Analysis of big data is becoming ever more important for governments to facilitate effective, sustainable policy choices in many different areas. For this reason, Statistics Netherlands (CBS) established the Center for Big Data Statistics (CBDS) in September 2016. The CBDS works with national and international partners from the public and private sector, the scientific community and education towards implementing big data technology and methods in the production of statistics. One such partner is Fontys Hogeschool ICT in Eindhoven. Two groups of data science students from this University of Applied Sciences recently worked on assignments on behalf of the CBDS.
Gerard Schouten has been a professor in big data analytics at Fontys Hogeschool ICT as of January 2016. He graduated in Physics from Eindhoven University of Technology and conducted doctoral research on visual perception. Since then, he has worked as a senior scientist and in various other positions at Philips. ‘With the new Applied Data Science minor we launched in 2015, we want to pique students’ interest in big data and provide challenging, up-to-date input into education. We started out with 40 students in Eindhoven; last year, we had 60 students in both Eindhoven and Tilburg. From September this year onwards, we will develop this minor further into a completely new specialisation within Fontys Hogeschool ICT: Applied Data Science.’
The current Applied Data Science minor at Fontys Hogeschool ICT focuses mainly on learning how to collect, store and clean up data. These could be open data as well as CBS data. Other core elements of the study programme include machine learning and data visualisation. ‘It’s exciting to learn that data can contain much more valuable information than we might initially think. After performing some calculations, interesting patterns may appear.’ The study programme also focuses on data ethics, and students participate in workshops on social physics to study the behaviour of large groups of people. ‘Students follow courses on these subjects for a period of six months. In addition, they put everything they have learned directly into practice as they perform case studies for companies.’
Technology and communication
What are the qualities data science students need to possess? ‘They must be thoroughly interested in technology, but also have strong communication skills. These skills are required in the initial stage of a big data project, when the research question is being defined; and in the final stage when they need to be able to present the conclusions effectively’, says Schouten. He adds that acquiring company assignments for students is relatively easy: ‘Most companies – from ASML to Philips – are very keen and come up with exciting case studies. The intensive cooperation is very interesting to both parties. Through the students, companies are introduced to new technologies, while the students gain practical experience during their traineeship.’ Schouten is very positive about the assignments students have carried out for CBDS. ‘It has been a success on both ends. CBS will participate again next year.’

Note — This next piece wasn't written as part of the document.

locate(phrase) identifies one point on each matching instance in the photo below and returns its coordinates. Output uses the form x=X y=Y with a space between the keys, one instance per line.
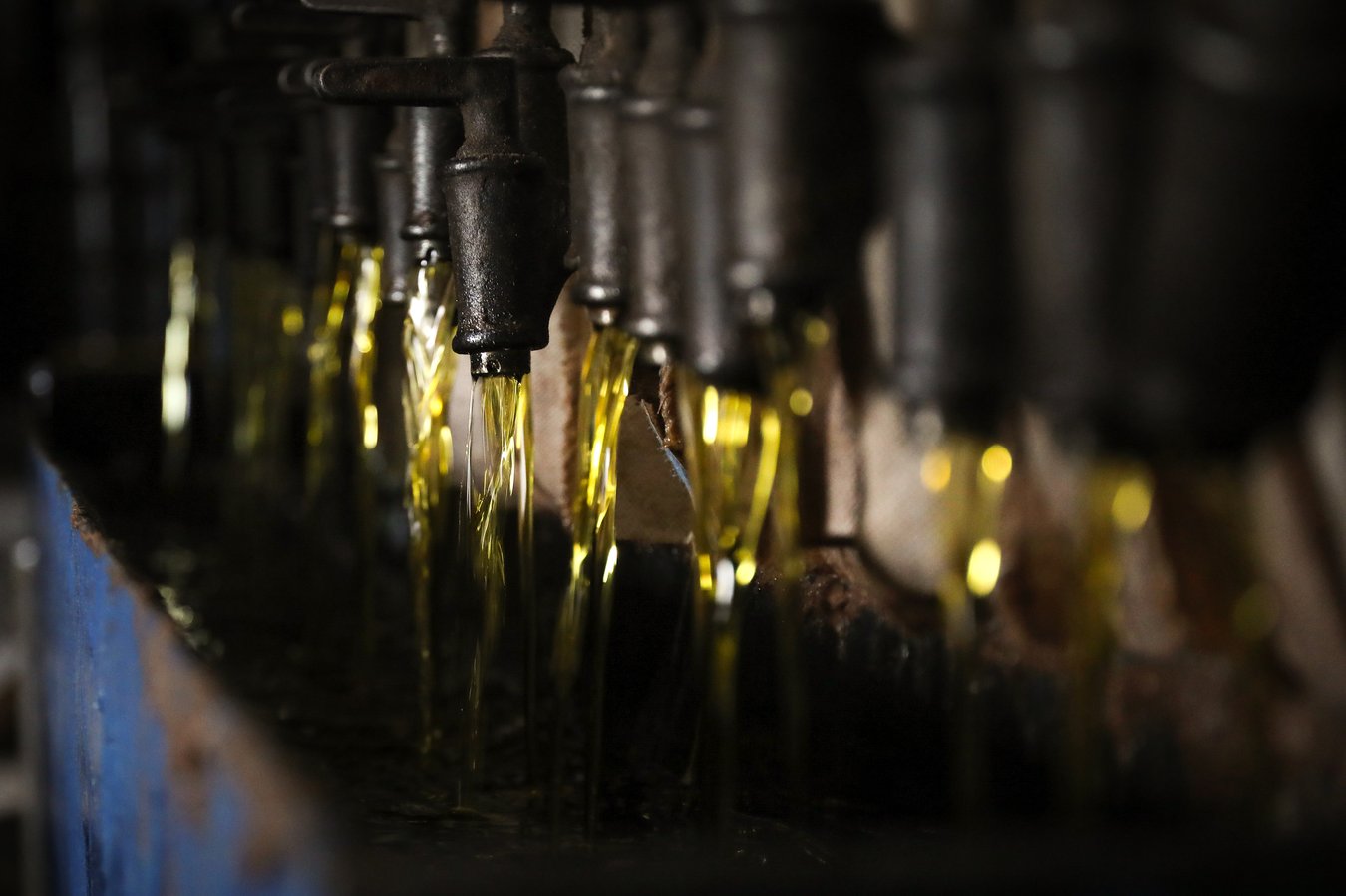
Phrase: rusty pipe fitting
x=594 y=91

Sam Jansen is a fourth-year student in software engineering at Fontys Hogeschool and about to graduate. He chose the Applied Data Science minor because of his interest in big data. ‘It was quite a vague concept to me and I wanted to know more about it.’ The CBDS provided an interesting assignment to his group. ‘From an archive containing some 60 million websites, we had to extract the Dutch websites and then select the companies that have a webshop but no physical shop. We first carried out the assignment on a small scale using machine learning algorithms. It took some time at first but it got better eventually.’ In performing his assignment, Jansen made use of data provided by Common Crawl, a non-profit organisation that crawls the web and freely provides its archives containing millions of websites and datasets to the public.

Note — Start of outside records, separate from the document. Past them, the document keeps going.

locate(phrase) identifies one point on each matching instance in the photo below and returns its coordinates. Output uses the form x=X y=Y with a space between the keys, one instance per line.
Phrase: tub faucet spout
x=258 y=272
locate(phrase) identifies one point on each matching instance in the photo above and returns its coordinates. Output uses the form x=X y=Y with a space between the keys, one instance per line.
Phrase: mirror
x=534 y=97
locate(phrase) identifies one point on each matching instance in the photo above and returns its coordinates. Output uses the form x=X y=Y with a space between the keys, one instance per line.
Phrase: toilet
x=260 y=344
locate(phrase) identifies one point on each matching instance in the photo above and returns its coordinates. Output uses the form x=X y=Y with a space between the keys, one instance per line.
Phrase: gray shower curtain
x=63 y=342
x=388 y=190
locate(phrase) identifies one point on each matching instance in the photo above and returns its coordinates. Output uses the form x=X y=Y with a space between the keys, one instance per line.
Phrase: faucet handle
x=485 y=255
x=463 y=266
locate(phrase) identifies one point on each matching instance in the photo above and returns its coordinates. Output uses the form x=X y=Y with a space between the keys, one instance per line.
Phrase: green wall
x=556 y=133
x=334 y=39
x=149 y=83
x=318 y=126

After their research, the students concluded that 50 thousand out of the 200 thousand selected Dutch websites were webshops; slightly under 13 thousand of them had no physical location. ‘We wanted to carry out this assignment with the knowledge already available, but at the same time we wanted to seek new ways to tackle it; that’s why we included working with Google Maps.’ Jansen is very positive about the coaching provided by lead data scientist Piet Daas, who is connected to CBS as well as CBDS: ‘We could always ask him questions, and he arranged a CBS lecture on big data for us, with lots of great tips.’ Daas, too, is very pleased about the collaboration with Fontys Hogeschool ICT: ‘I really enjoyed coaching these student groups. The results from both assignments offer many possibilities for the future. Both the research on webshops and the research on websites of innovative companies gave us results that provide a good basis for the production of new statistics based on big data.’